You know, the usual:

<asp:Repeater ...
<itemtemplate>
<asp:gridview id="gv1" runat="server">
</itemtemplate>
</asp:Repeater>

When I was working on my app, I had a long gridview of multiple records per day, multiple days, all one list. When it was 10 records, it was ok. But as I started adding data, it started looking long and boring. I decided to group it by day, and it looked nice until I had to edit individual records. I did not change any event declarations from before, my methods had the same names, and they seem to be working, but none of the gridviews would change their edititemindexes. I checked out a couple of posts and people had the same issues, they assign events, they get executed, but gridviews would not react in any way.

The problem is happening because every time I'd call .DataBind method on the Repeater (then calling the .DataBind method on individual gridviews in the repeater's ItemDataBound event), the entire Repeater would get rebuilt and the EditItemIndex property on that particular gridview would not matter anymore because the server would not know which gridview needed to be edited.

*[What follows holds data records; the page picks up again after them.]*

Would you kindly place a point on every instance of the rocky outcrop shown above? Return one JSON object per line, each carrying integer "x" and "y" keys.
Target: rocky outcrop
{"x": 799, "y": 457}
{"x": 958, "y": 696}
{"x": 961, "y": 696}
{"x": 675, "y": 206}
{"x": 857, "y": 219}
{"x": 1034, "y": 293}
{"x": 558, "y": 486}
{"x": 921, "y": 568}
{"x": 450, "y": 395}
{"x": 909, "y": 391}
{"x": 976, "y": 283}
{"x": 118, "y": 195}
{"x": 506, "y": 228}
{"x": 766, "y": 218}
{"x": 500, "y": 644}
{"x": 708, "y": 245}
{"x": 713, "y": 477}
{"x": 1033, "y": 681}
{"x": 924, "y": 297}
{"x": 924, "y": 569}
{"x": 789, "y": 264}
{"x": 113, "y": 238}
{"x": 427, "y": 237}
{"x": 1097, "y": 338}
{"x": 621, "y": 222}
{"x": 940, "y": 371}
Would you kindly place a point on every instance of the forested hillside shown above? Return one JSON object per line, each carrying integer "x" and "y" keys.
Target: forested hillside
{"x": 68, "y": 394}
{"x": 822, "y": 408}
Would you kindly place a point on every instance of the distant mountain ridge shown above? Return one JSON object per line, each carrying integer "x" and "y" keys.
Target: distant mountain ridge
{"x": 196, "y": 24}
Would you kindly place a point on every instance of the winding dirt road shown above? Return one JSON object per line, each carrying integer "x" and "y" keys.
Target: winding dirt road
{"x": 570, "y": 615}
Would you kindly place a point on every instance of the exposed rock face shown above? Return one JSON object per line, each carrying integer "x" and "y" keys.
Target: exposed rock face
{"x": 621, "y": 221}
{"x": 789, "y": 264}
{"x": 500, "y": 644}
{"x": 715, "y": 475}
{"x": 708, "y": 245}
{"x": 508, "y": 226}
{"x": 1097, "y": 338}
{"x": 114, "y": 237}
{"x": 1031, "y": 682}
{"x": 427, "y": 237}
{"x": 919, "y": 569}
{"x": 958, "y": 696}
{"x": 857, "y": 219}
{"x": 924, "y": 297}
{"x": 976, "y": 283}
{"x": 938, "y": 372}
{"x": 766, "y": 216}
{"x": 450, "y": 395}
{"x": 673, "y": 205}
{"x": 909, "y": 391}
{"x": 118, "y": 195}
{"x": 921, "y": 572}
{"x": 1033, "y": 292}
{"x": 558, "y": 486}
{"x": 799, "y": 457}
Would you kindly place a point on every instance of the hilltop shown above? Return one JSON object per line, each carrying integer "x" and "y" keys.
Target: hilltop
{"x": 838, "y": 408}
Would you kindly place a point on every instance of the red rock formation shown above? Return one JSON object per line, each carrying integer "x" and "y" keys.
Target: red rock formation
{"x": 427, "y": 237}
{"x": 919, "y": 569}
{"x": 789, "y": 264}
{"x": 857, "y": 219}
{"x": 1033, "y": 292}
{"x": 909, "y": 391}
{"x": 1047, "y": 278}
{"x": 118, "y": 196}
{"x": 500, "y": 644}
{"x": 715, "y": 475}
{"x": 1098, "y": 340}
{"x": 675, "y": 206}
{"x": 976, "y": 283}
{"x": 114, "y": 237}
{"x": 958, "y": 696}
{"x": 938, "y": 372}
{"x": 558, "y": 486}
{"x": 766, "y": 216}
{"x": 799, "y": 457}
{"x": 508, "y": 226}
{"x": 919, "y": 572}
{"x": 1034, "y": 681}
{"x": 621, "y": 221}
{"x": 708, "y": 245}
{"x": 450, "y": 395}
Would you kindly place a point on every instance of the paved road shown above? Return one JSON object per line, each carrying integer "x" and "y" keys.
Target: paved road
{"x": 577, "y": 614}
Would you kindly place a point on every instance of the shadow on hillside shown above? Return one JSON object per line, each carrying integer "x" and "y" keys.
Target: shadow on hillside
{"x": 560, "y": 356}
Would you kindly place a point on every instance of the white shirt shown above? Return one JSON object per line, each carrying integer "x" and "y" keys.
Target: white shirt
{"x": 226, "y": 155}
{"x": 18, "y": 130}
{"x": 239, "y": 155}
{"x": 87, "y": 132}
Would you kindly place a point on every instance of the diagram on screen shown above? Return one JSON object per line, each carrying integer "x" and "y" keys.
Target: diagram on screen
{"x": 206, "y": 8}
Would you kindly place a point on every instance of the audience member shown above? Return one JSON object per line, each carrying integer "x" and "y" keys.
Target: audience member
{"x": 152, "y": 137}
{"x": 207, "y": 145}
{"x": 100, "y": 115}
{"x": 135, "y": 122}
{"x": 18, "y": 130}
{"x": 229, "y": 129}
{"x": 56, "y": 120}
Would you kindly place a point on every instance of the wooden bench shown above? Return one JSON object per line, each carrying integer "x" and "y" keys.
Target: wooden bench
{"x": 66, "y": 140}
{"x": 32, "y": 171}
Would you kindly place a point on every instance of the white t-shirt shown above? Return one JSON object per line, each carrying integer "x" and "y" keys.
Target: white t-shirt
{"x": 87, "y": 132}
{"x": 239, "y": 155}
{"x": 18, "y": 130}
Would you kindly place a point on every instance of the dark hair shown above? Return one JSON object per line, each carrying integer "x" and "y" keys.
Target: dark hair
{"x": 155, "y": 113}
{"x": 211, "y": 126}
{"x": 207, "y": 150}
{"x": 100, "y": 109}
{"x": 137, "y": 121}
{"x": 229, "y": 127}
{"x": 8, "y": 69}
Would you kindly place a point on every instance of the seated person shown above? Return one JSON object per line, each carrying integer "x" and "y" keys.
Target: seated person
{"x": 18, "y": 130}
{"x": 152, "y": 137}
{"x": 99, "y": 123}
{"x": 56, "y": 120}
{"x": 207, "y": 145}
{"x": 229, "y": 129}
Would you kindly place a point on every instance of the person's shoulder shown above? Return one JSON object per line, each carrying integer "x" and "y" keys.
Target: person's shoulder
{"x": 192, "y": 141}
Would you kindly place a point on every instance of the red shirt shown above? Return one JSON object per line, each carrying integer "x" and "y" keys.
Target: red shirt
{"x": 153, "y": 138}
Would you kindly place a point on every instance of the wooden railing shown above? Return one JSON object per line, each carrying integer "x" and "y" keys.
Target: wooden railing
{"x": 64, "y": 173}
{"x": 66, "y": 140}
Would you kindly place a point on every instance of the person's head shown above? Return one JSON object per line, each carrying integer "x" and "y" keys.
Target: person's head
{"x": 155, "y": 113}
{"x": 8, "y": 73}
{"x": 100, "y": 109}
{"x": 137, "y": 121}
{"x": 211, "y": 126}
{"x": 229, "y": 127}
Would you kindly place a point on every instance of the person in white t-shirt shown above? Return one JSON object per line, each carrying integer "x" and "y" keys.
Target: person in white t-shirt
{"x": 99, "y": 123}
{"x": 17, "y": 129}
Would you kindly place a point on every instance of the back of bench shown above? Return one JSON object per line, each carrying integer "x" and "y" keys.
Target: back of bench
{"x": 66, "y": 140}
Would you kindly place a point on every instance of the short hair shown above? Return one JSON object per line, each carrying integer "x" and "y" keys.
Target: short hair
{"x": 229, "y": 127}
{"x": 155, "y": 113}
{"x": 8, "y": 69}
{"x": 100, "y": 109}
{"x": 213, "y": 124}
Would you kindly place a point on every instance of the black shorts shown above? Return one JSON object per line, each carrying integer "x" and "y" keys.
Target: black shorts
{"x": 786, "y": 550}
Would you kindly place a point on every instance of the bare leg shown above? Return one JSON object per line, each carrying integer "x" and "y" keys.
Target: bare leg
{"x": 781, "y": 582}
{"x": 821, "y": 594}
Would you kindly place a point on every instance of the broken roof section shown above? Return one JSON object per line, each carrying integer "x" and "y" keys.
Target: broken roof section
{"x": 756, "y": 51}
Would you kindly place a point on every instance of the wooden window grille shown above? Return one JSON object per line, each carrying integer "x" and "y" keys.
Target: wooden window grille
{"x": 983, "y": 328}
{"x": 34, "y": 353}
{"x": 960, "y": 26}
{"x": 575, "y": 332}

The trick was relatively easy. Instead of rebinding the entire repeater, only that particular gridview needed to be re-databound. I figured out a way to pull just those particular day's records and my GridView_RowEditing event looks like:

protected void GridView1_RowEditing(object sender, GridViewEventArgs e)
{
GridView gv1 = (GridView)sender;
if(gv1 != null)
{
gv1.EditIndex = e.NewEditIndex;
gv1.DataSource = myDataSource;
gv1.DataBind();
}
}

Instead of binding the entire Repeater and losing all valuable information, I just bound that particular gridview by casting the sender object as a GridView. RowCancelingEvent and RowUpdatingEvent -- same thing. Cast the sender object and work with it as much as you need.